Blood and Tissue DNA Mini Kit,50 preps
2024-12-02Genomic Medium Kit
2024-12-02Product Number: DNK0801
Shipping and Storage
- When the ambient temperature is low, some detergent ingredients in Buffer NLY will precipitate and become turbid or precipitate. It can be heated in a 37℃ water bath for a few minutes to restore clarity. Do not shake violently to avoid excessive foam formation.
- Buffer PP may experience precipitation and precipitation, and can be re dissolved by taking a water bath at 37℃ for a few minutes. If it cannot be completely dissolved, it will not affect the effectiveness of use. Simply take the upper solution.
- To avoid volatilization, oxidation, and pH changes caused by prolonged exposure of reagents to the air, each solution should be covered tightly in a timely manner after use.
Components
| Component | Storage | DNK0801 50 Preps | DNK0802 100 Preps | DNK0803 200 Preps |
| Buffer NLY | RT | 30 ml | 60 ml | 120 ml |
| Buffer PP | RT | 10 ml | 20 ml | 40 ml |
| Buffer DA | RT | 10 ml | 15 ml | 30 ml |
| RNase A(10mg/ml) | -20℃ | 100 µl | 200 µl | 400 µl |
Description
This kit is used for rapid extraction of genomic DNA from plant cells/tissues. After grinding or homogenizing the sample, buffer NLY is added. Firstly, cells are lysed under strong detergents or in synergy with Proteinase K to release genomic DNA. Then, RNase A is added to remove RNA, followed by selective precipitation of buffer PP to remove protein. Finally, pure genomic DNA is precipitated in isopropanol and re dissolved in buffer DA.
Features
- No need to use toxic reagents such as phenol and chloroform.

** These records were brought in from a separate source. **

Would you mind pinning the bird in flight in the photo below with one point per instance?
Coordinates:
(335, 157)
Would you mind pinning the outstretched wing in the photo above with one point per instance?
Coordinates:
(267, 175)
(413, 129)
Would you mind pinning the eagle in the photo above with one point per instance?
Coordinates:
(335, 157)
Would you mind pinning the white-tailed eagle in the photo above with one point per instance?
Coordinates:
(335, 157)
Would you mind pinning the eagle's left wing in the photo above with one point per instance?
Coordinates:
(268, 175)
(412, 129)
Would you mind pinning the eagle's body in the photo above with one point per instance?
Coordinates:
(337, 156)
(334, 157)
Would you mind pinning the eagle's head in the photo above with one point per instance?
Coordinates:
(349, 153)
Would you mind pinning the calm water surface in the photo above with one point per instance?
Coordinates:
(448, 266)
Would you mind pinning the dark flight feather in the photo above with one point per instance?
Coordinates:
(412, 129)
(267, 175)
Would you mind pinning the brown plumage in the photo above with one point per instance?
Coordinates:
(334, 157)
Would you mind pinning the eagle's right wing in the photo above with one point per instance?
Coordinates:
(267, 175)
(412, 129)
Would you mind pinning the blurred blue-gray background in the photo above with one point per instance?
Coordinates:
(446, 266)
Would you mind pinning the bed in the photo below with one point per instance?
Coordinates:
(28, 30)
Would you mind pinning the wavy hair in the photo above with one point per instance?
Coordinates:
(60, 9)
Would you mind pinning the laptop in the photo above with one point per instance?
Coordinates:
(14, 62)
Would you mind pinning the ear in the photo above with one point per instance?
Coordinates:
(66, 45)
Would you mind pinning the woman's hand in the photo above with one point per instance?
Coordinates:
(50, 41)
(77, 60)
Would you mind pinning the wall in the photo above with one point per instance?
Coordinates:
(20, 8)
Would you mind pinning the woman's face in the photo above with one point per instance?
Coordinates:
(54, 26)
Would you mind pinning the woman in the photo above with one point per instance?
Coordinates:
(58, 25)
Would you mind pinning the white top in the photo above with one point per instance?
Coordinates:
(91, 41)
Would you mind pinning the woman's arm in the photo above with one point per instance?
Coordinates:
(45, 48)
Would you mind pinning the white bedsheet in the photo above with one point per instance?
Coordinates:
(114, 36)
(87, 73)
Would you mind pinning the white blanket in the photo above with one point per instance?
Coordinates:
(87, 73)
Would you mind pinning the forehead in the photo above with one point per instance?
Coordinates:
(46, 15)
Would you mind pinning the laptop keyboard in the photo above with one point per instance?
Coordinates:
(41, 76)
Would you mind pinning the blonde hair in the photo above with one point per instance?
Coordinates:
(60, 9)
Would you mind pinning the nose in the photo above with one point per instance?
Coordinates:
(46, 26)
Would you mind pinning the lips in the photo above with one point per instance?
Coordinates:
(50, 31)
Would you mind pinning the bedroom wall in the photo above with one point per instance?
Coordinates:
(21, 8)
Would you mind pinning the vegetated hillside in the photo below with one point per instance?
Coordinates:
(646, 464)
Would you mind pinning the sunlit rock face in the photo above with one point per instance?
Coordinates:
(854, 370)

- Fast and simple, the entire process of organizing sample operations can be completed within 1 hour.
- The results are stable and the yield is high (more than twice that of centrifugal column type), with a typical OD260/OD280 ratio of 1.7~1.9 and a length of 50kb-150kb. It can be directly used for PCR, Southern blot, various enzyme digestion reactions, and library construction.